At last June's D8 Conference, Steve Jobs made some astute remarks about the TV industry's seemingly insurmountable roadblocks to innovation. Critics and fans alike posited that Jobs was posing as a decoy, while Apple geared up for a sneak attack into the TV space.
"The problem with innovation in the TV industry is the go-to-market strategy," he said. "The TV industry has a subsidized model that gives everyone a set top box for free. So no one wants to buy a box. Ask TiVo, ask Roku, ask us... ask Google in a few months.
"So all you can do is ADD a box to the TV. You just end up with a table full of remotes, a cluster of boxes... and that's what we have today.
"The only way that's going to change is if you tear up the set top box, give it a new UI, and get it in front of consumers in a way they're going to want it. The TV is going to lose in our eyes until there is a better go-to-market strategy... otherwise you're just making another TiVo."
Now, let's fast-forward nine months later, to March 2011.
First, in a little-noted PR release, a Tampa Bay-based company, Savtira Corporation, announced that it had reached an agreement to provide set-top boxes to America's Center, an IPTV provider to small to mid-market residences. A revolutionary attribute of the Savtira set-top box reportedly will be its ability to provide subscribers with access to Savtira's new cloud-based video game library, e-commerce platform and Entertainment Distribution Network (EDN).

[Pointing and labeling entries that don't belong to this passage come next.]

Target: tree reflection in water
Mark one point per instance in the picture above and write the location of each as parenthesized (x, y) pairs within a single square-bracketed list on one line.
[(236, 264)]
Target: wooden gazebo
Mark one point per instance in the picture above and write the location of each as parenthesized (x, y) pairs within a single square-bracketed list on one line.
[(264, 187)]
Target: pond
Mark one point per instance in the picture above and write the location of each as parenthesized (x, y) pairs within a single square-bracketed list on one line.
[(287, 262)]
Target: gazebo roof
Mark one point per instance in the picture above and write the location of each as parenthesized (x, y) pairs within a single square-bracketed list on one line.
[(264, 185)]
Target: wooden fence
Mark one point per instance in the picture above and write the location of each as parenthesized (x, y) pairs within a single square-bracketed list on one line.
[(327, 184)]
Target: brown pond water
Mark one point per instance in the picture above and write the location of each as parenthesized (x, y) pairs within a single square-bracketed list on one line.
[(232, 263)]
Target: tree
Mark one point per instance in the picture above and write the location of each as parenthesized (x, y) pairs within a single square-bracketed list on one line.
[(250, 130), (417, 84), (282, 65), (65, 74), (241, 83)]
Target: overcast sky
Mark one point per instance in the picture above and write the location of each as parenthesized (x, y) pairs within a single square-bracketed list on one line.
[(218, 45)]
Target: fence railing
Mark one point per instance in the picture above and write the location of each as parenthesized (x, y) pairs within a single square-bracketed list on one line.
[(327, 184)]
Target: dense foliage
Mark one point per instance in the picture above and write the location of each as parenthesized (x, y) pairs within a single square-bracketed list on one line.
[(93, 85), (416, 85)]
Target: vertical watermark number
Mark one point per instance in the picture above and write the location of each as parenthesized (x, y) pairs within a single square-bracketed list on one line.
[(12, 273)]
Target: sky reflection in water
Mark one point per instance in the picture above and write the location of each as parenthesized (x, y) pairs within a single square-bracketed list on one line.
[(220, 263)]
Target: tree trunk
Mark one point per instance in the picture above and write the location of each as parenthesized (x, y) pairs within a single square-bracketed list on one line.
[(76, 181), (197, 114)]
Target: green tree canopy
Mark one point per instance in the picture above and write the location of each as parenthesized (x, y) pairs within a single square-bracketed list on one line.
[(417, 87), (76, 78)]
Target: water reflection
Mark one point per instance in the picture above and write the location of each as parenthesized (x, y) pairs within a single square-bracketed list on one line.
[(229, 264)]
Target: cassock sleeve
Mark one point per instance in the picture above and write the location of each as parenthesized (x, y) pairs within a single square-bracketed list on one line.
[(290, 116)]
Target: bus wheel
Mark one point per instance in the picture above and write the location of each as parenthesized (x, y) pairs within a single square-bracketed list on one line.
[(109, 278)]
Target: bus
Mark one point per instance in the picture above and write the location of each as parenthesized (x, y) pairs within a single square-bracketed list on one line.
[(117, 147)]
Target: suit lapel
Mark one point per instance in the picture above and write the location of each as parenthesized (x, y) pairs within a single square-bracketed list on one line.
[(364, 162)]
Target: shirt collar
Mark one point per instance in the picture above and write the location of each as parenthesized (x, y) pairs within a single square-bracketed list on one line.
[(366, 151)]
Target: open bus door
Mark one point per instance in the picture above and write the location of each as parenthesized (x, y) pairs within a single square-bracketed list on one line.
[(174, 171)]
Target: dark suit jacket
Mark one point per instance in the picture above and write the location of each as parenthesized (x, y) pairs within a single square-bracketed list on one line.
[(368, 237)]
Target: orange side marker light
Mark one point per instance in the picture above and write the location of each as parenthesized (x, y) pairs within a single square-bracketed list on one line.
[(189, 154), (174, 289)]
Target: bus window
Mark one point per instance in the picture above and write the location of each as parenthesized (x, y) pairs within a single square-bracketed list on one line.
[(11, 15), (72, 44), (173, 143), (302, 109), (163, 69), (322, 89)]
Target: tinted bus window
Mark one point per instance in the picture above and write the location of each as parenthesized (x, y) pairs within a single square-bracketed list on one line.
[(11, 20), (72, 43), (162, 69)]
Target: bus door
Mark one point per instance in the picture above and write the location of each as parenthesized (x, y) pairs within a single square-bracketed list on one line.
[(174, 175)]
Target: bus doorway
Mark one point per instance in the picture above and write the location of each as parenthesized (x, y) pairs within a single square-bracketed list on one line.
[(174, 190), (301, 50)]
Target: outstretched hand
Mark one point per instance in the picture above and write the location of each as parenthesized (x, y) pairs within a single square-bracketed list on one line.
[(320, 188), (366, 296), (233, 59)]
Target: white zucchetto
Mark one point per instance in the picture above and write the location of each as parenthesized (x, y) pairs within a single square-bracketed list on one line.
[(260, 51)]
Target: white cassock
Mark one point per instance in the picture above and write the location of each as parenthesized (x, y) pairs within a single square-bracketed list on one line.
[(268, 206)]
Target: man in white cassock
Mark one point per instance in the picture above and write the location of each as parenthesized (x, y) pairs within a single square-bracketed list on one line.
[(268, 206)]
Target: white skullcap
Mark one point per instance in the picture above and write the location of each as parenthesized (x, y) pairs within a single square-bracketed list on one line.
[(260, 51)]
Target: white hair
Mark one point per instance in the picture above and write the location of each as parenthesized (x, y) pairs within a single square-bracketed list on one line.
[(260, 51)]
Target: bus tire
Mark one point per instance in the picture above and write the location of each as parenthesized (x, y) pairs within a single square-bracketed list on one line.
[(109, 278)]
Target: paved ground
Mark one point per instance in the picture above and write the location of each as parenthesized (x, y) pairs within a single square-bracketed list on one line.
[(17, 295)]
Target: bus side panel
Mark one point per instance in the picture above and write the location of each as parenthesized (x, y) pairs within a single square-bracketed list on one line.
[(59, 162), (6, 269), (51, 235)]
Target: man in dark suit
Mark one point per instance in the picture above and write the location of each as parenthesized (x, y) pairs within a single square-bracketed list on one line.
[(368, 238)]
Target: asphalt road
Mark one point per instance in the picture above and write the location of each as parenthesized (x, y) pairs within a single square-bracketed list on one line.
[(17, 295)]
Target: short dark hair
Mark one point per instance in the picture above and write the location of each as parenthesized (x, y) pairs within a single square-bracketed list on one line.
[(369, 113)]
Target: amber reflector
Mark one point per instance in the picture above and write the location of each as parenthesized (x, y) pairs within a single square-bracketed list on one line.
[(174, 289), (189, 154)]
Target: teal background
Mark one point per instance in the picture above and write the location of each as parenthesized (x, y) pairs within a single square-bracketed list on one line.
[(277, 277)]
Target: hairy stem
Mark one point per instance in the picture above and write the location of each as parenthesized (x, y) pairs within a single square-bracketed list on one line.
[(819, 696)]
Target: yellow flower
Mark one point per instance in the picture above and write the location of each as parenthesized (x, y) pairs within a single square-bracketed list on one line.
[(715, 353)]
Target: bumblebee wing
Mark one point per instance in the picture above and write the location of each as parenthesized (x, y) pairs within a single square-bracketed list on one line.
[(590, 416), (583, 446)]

Further substantiated by a release yesterday concerning Savtira's alignment with Juniper Networks, Savtira imagines a world where set-top boxes compete directly with game consoles and personal computers, once again reigning supreme over the clutter of boxes vying for the scraps of a TV's limited inputs:
"All types of software and digital media (business applications, games, music, movies, audio/ebooks) are available to consumers on a rental or subscription basis. Not only is no download or installation necessary, but consumers will also have the ability to seamlessly switch between devices, pausing media on one device and resuming it on another as all data, state and configuration is stored within the cloud."
Then, last week, 4G penetration gained further momentum, as AT&T announced its T-Mobile acquisition plans. 4G poses the first real wireless threat to traditional cable and satellite delivered TV content; indeed, a 4G-version of a cloud-enabled IPTV box, like the one Savtira has announced, could ultimately decimate corded TV content delivery.
Meanwhile, the air attack continued today, as Amazon announced its intention to enable Cloud Drive, enabling cloud-based music streaming of one's own purchased music library. Almost immediately, insiders opined that video streaming would not be far behind, with music industry and Hollywood already rattling sabers in an effort to stop the rain of music and movies from the Amazon Cloud.
Finally, reports have surfaced this week that Apple's AirPlay -- proprietary technology currently licensed only to connected device makers, to enable streaming audio -- may soon be licensed to "electronics makers" so as to enable streaming video to devices such as web-connected TV's. This would make getting multimedia content from an iPad, iPod, iPhone, and potentially a myriad of other non-Apple devices, directly onto an AirPlay-ready TV set, without needing a Mac, or special input cables.
Based on the ideas of March, Steve Jobs' observations nine months prior appear to have birthed an aerial attack on the TV set. With limited inputs and sorely lacking processing power, today's TVs increasingly seem to be relegated to merely serving as the biggest, but not most important, display in the house, with every new box resembling an electronic remora, seeking to cling to the TV shark, while simultaneously nudging out another weaker and more obsolescent box.
Beyond adding wireless connectivity, and enhanced, passive 3-D viewing characteristics, innovation in TV seems to be, at best, up in the air.